Reputation: 7030
I am trying to better understand internals of ElasticSearch, so I would like to know if there are any differences in how ElasticSearch internally computes term statistics for the following two cases.
The first case is when I have documents like:
{
"foo": [
{
"bar": "long string"
},
{
"bar": "another long string"
}
]
}
Or a document like:
{
"foobar": "long string another long string"
}
My understanding is that the first document gets flattened to:
{
"foo.bar": ["long string", "another long string"]
}
So it seems the question is really, is the second and third documents indexed the same? Is term statistics computed the same?
Upvotes: 3
Views: 368
Reputation: 217314
Interesting question! If you index the first and the second document and then look at the term vectors for the foo.bar
field, you'll notice that frequencies and offsets are exactly the same, however, the positions differ.

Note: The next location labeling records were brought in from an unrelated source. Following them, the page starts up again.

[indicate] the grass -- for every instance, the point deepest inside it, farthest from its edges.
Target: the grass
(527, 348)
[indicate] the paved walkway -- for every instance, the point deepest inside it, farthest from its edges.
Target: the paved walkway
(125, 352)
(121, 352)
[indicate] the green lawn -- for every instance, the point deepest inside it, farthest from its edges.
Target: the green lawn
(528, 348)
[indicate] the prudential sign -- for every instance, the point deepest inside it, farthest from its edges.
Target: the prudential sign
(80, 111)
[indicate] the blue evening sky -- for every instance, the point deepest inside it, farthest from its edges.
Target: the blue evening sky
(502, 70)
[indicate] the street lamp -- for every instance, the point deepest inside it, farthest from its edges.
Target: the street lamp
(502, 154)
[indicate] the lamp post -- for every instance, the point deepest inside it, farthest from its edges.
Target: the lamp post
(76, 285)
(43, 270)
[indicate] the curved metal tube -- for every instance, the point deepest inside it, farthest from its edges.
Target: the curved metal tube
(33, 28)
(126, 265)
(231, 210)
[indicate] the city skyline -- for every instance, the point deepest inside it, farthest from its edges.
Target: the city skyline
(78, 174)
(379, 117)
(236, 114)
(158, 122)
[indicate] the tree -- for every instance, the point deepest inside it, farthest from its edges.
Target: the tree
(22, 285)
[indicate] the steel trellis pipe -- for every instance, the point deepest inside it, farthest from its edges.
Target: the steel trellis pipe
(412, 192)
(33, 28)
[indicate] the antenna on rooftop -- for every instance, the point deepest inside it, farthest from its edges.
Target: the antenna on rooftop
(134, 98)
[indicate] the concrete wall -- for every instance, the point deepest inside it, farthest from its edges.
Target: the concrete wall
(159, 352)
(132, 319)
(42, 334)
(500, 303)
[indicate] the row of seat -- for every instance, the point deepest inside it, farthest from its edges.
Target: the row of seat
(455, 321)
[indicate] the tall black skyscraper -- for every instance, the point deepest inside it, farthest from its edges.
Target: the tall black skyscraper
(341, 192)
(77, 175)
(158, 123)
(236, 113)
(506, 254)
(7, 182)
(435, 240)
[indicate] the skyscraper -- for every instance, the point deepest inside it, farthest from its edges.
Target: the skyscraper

The reason for this has to do with the position_increment_gap
setting, whose default value is 100. The reason this fake gap is introduced is to prevent phrase queries from matching across the values.
So in the first document, the foo.bar
field has multiple values as you rightly noticed, hence why the term positions differ with the second document where there's only a single string.
["long string", "another long string"]
That means that if you try to use a match_phrase
query for matching string another
, then it won't match the first document, only the second one.
You can still decide to change the value of position_increment_gap
in the mapping of the first document and set it to 0, in which case both document would be indexed exactly the same way.
Upvotes: 3